2019年1月30日水曜日

歯性上顎洞炎

ゲスト/医療法人社団アスクトース 石丸歯科診療所 近藤 誉一郎院長

歯性上顎洞炎とはどのような病気ですか。
 「上顎洞(じょうがくどう)」とは聞き慣れない言葉ですが、頬骨の内側にある空洞のことです。鼻腔周囲の骨中の空洞を「副鼻腔(ふくびくう)」といい、上顎洞はその一つです。副鼻腔の中は、粘膜で覆われており、粘膜の表面には線毛と呼ばれる細い毛が生えています。線毛は、外から入ってきたホコリや細菌、ウイルスなどの異物を、粘液と一緒に空洞の外へ送り出す働きを持っています。
 副鼻腔がかぜやインフルエンザなどの感染から炎症を起こし、不快な症状を引き起こす病気が「副鼻腔炎」です。膿が副鼻腔にたまることが多く、「蓄膿症」とも呼ばれます。上顎のむし歯や歯周炎が主な原因となり、蓄膿症同様、上顎洞に膿がたまる病気を「歯性上顎洞炎」といいます。

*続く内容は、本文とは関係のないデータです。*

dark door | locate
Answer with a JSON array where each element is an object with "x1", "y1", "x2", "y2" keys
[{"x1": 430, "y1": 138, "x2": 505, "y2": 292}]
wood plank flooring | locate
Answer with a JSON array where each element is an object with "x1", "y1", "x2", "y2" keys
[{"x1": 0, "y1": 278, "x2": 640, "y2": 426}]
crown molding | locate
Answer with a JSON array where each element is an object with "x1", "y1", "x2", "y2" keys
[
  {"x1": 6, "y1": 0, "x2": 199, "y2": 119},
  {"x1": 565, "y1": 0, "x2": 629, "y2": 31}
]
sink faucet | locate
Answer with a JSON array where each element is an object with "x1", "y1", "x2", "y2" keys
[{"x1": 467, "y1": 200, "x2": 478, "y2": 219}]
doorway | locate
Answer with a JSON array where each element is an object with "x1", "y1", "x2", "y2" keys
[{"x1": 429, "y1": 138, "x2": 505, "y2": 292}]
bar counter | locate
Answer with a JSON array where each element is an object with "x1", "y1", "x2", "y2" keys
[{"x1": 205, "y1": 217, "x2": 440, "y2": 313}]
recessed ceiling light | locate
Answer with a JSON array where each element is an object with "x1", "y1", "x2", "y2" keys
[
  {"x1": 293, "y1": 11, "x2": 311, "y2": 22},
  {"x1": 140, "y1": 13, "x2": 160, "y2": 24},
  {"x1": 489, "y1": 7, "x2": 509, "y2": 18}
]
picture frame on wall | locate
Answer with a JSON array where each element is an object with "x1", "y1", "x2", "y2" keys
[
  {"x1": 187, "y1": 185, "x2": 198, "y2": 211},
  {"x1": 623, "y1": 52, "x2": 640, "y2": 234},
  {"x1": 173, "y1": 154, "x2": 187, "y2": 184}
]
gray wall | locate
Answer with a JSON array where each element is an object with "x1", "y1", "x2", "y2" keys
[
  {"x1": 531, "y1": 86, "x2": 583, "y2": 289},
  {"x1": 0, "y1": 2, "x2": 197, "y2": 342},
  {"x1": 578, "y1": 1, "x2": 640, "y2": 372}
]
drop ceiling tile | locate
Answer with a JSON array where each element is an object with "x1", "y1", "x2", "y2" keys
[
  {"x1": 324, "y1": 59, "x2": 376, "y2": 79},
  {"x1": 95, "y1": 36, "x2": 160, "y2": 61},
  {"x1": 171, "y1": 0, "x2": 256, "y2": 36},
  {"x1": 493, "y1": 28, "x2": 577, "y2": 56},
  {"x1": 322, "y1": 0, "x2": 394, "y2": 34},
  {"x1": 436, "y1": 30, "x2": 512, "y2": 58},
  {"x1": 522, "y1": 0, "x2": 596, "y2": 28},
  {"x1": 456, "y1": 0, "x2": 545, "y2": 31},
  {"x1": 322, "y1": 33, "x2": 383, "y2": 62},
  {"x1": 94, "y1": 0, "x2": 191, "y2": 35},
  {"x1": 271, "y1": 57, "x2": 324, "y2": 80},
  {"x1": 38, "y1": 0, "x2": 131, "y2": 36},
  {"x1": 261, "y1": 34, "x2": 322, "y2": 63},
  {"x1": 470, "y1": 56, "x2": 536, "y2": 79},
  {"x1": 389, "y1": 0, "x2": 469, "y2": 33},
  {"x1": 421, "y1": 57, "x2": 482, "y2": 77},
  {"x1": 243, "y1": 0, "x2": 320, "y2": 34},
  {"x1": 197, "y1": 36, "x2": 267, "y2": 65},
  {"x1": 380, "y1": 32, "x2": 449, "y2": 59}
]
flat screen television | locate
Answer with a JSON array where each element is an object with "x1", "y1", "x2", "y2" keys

 上顎の奥歯の歯根の先は、上顎洞に近接しており、歯によっては歯根が上顎洞内に入り込んでいます。そのため、深いむし歯で奥歯の根っこが炎症や壊死を起こしていたり、歯周病で歯根のまわりに膿がたまったりしているのを放置すると、細菌が上顎洞に侵入し始めます。歯性上顎洞炎にかかると、鼻から膿が出てくる、息をしたときに臭い、かむと痛い、頬が重苦しいなどの症状があります。第二大臼歯が最も原因になりやすいとされ、左右いずれか、片側のみに起こりやすいのも特徴です。

診断と治療、予防について教えてください。
 症例によっては、診断や原因歯の特定が難しいケースもありますが、近年では「歯科用コーンビームCT」を用いた低被ばくのCT検査により、より精度の高い診断ができるようになりました。

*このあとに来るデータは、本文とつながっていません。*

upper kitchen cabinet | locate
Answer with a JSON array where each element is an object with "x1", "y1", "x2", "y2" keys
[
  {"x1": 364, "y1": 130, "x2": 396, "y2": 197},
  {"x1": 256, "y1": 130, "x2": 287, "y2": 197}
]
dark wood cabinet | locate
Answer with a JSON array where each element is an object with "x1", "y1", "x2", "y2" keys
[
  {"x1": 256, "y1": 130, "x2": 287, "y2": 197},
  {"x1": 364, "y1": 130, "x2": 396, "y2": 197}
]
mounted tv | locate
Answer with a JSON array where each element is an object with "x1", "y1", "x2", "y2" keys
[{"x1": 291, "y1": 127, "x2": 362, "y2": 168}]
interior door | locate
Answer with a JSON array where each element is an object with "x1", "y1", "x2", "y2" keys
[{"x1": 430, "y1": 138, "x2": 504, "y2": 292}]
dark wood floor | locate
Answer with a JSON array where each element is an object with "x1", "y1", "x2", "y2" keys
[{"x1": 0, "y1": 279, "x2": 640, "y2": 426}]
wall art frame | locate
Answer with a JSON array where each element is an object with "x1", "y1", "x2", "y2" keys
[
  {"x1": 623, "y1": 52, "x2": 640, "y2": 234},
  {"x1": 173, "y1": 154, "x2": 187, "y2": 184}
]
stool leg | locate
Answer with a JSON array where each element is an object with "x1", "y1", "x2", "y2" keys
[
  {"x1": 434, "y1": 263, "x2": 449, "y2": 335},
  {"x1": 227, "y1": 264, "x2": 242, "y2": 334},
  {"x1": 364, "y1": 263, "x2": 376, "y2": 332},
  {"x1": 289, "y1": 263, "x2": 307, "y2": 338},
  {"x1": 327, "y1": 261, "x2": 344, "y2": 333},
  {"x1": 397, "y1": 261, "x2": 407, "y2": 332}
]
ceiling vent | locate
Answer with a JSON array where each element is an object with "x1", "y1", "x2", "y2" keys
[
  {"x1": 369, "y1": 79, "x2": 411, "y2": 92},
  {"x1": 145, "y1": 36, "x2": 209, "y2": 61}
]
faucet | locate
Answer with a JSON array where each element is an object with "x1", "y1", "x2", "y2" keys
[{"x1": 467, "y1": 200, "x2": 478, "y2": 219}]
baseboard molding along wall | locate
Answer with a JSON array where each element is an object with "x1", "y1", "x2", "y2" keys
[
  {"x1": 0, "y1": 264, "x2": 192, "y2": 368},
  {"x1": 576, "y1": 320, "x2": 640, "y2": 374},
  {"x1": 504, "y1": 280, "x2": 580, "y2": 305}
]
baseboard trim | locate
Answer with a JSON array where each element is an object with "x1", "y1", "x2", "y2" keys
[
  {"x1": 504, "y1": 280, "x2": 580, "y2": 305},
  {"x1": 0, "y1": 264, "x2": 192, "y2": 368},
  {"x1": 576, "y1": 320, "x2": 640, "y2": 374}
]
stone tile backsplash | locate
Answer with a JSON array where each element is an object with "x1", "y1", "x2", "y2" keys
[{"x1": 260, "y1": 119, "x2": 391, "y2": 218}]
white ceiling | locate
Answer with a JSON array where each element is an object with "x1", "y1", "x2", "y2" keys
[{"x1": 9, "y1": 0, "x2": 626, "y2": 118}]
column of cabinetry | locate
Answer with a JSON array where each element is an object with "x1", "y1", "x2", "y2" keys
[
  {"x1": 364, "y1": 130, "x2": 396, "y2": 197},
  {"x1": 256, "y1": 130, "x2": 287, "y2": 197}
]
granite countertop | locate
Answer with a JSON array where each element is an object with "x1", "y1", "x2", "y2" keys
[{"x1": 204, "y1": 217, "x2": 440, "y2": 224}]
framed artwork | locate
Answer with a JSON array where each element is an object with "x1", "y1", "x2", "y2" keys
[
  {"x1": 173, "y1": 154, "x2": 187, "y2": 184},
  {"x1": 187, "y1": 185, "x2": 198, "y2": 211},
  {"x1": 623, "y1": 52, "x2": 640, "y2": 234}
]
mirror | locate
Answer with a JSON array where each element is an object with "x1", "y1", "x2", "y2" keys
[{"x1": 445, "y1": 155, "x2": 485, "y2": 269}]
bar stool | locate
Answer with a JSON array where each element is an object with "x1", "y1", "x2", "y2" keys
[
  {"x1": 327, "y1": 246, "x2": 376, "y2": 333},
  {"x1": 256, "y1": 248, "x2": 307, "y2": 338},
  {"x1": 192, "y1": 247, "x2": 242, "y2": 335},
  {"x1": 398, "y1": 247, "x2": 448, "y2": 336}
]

 治療は耳鼻咽喉科と歯科を受診し、上顎洞炎の治療とその原因となっている口腔内の治療をいっしょに行う必要があります。歯科では原因歯を特定し、抜歯や根の治療、歯周病や歯槽膿漏の治療を行います。歯性上顎洞炎は長引くと手術が必要となる場合も多く、上顎の歯の違和感と副鼻腔炎の症状が伴う場合は、早めの受診をお勧めします。

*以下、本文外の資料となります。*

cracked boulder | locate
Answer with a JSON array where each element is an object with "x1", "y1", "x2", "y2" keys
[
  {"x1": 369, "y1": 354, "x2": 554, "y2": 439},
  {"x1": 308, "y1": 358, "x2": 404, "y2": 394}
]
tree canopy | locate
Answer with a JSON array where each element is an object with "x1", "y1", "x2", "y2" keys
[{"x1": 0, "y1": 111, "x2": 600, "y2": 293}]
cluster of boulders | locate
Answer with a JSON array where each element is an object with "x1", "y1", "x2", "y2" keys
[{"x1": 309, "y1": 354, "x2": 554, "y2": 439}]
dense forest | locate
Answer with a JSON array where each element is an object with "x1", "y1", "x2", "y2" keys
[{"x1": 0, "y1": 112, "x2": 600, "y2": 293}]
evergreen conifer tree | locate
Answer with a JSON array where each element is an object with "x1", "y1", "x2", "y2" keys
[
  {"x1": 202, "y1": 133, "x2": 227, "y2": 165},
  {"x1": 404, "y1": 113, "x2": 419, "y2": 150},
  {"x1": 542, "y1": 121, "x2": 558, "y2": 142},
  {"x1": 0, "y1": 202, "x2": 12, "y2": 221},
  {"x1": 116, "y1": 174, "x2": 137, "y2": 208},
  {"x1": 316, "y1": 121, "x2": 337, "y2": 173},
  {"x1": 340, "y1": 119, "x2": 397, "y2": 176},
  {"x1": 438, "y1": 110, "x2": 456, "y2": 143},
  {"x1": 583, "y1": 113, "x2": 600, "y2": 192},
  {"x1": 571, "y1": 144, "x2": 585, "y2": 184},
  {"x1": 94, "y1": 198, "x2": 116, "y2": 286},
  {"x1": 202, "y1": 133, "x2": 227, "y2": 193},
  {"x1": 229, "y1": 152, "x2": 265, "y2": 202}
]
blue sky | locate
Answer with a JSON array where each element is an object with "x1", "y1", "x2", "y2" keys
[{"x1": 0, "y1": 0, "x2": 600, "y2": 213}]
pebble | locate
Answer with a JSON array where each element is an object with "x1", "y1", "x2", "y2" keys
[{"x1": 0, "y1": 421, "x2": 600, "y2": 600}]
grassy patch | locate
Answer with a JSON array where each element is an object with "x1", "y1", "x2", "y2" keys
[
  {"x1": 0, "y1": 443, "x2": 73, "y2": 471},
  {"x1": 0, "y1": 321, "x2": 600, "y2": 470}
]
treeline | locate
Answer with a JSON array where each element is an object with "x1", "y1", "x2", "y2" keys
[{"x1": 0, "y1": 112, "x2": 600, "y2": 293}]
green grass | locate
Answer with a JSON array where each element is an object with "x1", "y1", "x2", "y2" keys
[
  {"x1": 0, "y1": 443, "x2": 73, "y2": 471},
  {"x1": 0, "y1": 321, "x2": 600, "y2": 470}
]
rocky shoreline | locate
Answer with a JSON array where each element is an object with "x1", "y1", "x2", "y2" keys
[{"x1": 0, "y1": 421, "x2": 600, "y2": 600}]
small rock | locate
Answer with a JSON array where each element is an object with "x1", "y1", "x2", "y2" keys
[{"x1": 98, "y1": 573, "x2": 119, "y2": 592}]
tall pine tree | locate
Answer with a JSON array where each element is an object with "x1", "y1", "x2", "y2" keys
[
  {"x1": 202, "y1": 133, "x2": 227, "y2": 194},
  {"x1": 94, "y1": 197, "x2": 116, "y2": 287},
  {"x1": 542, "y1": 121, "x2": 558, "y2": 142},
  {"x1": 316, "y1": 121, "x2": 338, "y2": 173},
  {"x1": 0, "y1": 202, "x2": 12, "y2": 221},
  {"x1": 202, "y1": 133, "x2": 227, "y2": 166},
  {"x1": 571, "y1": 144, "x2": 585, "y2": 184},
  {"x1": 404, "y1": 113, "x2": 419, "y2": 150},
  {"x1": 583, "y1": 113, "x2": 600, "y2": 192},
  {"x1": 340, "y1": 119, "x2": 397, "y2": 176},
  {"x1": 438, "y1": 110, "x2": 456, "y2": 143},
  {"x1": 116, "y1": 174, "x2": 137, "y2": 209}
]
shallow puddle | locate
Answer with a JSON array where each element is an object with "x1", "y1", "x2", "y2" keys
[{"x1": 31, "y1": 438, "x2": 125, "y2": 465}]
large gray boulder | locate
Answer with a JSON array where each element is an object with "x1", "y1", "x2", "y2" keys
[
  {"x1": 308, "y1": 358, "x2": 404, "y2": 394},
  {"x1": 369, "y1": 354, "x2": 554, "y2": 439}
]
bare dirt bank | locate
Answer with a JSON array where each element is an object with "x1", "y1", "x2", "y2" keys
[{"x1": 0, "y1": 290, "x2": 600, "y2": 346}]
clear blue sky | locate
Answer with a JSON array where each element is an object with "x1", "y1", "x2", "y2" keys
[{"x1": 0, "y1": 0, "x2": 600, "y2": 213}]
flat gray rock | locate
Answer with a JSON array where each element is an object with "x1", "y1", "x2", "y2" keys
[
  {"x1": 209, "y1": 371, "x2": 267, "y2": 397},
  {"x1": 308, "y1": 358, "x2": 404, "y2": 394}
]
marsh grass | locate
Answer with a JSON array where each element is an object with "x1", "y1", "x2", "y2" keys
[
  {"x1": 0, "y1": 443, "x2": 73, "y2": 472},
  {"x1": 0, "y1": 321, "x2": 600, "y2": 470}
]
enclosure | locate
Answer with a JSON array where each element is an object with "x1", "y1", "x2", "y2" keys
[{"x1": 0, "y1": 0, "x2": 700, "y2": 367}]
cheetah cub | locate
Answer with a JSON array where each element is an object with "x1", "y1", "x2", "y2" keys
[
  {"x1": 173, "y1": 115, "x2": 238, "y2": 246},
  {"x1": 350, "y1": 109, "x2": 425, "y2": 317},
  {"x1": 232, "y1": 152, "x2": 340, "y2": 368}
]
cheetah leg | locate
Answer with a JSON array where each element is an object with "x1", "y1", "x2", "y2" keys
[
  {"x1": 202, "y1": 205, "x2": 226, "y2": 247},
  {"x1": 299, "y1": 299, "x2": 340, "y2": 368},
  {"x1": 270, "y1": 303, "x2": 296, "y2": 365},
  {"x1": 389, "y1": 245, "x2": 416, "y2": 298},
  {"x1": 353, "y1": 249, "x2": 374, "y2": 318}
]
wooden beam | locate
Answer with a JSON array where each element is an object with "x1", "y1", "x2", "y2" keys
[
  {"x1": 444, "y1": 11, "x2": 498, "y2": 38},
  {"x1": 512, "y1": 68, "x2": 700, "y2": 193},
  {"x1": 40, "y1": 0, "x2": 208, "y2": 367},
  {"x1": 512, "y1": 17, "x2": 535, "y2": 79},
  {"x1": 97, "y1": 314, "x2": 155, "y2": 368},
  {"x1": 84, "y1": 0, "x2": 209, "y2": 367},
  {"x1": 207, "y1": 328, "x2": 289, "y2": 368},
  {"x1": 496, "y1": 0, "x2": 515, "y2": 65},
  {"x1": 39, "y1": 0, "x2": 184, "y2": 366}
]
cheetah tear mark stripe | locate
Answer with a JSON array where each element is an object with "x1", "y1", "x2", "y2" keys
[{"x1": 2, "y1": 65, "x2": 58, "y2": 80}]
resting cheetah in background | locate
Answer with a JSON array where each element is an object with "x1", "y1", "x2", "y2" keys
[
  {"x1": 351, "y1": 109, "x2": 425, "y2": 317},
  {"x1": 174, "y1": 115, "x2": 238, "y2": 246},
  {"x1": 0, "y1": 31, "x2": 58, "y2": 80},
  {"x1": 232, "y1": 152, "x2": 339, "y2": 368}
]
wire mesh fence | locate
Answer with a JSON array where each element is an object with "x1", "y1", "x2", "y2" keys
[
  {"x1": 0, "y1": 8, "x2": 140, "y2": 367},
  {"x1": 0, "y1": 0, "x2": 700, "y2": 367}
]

 予防は、上顎の歯の近くには上顎洞があることを意識して、日ごろから歯みがきなどのケアを怠らないこと。また、一見正常に見える詰め物治療後の奥歯が、実はその下で炎症を起こしているケースがあるので、定期的に歯科検診を受け、歯の根の治療は根気よく、丁寧に処置してもらうことが大切です。